Why so? Well, the damage was already being done by talk about quagmires when the casualty rates were significantly lower, when there were many pieces of the jigsaw still falling into place. Now, I notice, the bandagon has moved on: instead of Iraq as a country recovering from a war and dictatorship, more often we find merely a country at war- and this is standard on the right, so the left needn't bother anymore, but instead can play cynical politics, which is what they do best. Not that the casualty rates are so very high, but 'where we go from here' is always the stuff of politics- and increasing death rates never makes for popular politics.

This Weekly Standard article sums up the political situation which has arisen. My anger against the journalists who have cheerled this state of affairs will never abate- one more potential absurd echo of Vietnam, I suppose. In a very real sense these have given the terrorists targets to aim for- both in terms of the actual targets, and the numbers involved. One, two (troops) killed per day has been enough for the press to shriek hysterically and present the events as a failure of the Iraq policy. This has given a kind of breathing space to the terrorists, since they could maintain a low level of carnage and plan bigger things and sustainable increases of destruction in due course, safe in the knowledge that the political process was still heading in a favourable direction where it really counts- in the governments of the coalition, with America's preeminent.

Just to clarify why I think the political process is going badly- the two recent votes in the Senate, one about an exit strategy and one about an immediate withdrawal, tell the story. The exit timetable requested by the Senate is supposed to start in 2006. The terrorists must be delighted: just one more year to hold out before they can start to claim some serious victories, or at least have the US Senate seeing to their case in Washington. By contrast the motion- overwhelmingly rejected- concerning immediate pull-out, was merely a patriotic figleaf; hence even Mr Murtha voted against it.

Sorry to be pessimistic, but I have other reasons to worry as well.

Much as I am taken by the idea of the Anglosphere, I am less than convinced that the will exists to make it a real reality. This is a great post from Albion's Seedlings, making many good points- but it's just the outline of a nice idea.
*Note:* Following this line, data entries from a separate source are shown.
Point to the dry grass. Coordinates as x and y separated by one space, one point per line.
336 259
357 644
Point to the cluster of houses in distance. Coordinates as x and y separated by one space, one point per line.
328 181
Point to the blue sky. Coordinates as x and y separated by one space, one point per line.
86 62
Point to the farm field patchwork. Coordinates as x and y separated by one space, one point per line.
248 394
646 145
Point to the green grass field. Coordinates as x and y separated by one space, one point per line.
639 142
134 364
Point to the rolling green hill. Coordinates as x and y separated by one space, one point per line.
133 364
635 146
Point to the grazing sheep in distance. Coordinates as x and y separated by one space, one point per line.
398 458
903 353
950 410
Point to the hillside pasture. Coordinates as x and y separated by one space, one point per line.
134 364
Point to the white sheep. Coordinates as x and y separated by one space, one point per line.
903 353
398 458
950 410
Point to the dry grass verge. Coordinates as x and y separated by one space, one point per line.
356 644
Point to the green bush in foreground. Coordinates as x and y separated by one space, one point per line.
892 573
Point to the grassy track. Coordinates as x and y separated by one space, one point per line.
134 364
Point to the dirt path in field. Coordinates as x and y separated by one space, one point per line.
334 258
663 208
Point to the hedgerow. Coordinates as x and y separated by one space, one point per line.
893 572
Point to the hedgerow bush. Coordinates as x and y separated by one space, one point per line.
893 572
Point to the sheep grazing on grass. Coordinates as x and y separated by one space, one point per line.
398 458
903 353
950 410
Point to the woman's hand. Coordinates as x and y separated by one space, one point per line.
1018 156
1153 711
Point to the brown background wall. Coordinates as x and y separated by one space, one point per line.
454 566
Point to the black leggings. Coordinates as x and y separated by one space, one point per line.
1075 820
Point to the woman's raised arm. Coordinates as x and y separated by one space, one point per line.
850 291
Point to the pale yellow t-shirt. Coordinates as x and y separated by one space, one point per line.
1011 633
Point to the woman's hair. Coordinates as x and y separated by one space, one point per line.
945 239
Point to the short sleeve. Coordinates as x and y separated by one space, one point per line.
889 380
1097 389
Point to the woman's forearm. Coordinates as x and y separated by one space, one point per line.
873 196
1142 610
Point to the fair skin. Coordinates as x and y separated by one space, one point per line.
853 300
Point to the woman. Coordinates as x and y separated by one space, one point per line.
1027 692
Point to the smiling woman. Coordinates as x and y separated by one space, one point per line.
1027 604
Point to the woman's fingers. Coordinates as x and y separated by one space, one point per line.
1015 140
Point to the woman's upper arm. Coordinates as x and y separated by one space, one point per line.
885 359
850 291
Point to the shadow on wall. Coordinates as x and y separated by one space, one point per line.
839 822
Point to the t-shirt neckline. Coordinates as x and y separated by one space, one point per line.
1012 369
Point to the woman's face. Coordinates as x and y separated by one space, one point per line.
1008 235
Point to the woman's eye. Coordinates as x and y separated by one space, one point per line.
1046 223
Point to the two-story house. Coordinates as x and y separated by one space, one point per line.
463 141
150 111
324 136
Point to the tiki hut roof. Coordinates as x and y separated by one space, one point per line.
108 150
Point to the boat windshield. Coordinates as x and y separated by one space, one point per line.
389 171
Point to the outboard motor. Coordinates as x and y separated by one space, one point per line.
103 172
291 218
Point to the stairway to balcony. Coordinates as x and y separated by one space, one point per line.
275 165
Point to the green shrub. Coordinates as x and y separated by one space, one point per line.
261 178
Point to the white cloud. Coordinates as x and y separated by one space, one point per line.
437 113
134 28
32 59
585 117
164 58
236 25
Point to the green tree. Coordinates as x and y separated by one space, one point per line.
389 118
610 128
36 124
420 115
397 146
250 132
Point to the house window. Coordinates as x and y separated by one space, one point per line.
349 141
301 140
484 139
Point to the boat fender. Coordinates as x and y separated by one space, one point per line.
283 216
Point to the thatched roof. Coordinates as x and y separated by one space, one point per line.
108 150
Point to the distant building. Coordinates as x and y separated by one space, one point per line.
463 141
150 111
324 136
Aside from the technology of the internet and telecommunications making it possible, I don't see the momentum- with the exception perhaps of some of our great trans-Atlanticists, such the the Scotts (Ablution and Expat) and Marc of Neverdock (all great sites, all in my blog links for your delectation).

I fear that much more potent in the world, in capturing the imagination of some and the non-cooperation of others which we (the UK and the US- Australia's needs are different) need to have a positive response from, is this kind of thing. The Iranian strategist comments:

"We have a strategy drawn up for the destruction of Anglo-Saxon civilization"

(hat-tip, Marc at Neverdock)

This is the country that is currently resisting attempts to thwart its nuclear ambitions, and being appeased.

In the battle between the anti-anglosphere and the anglosphere I think I know which one is more united in a common philosophy. Even Mugabe has tried to get in on the act.

The only bright side, I suppose, is the Iraqis themselves. The Beeb heralded a speech from Iraqi President Talabani indicating a willingness to talk to terrorists- yet this is not really a new thing, and what I love is where he says he will '"listen... even to criminals". I doubt that's quite what the Islamofascists are waiting to hear- God rot them.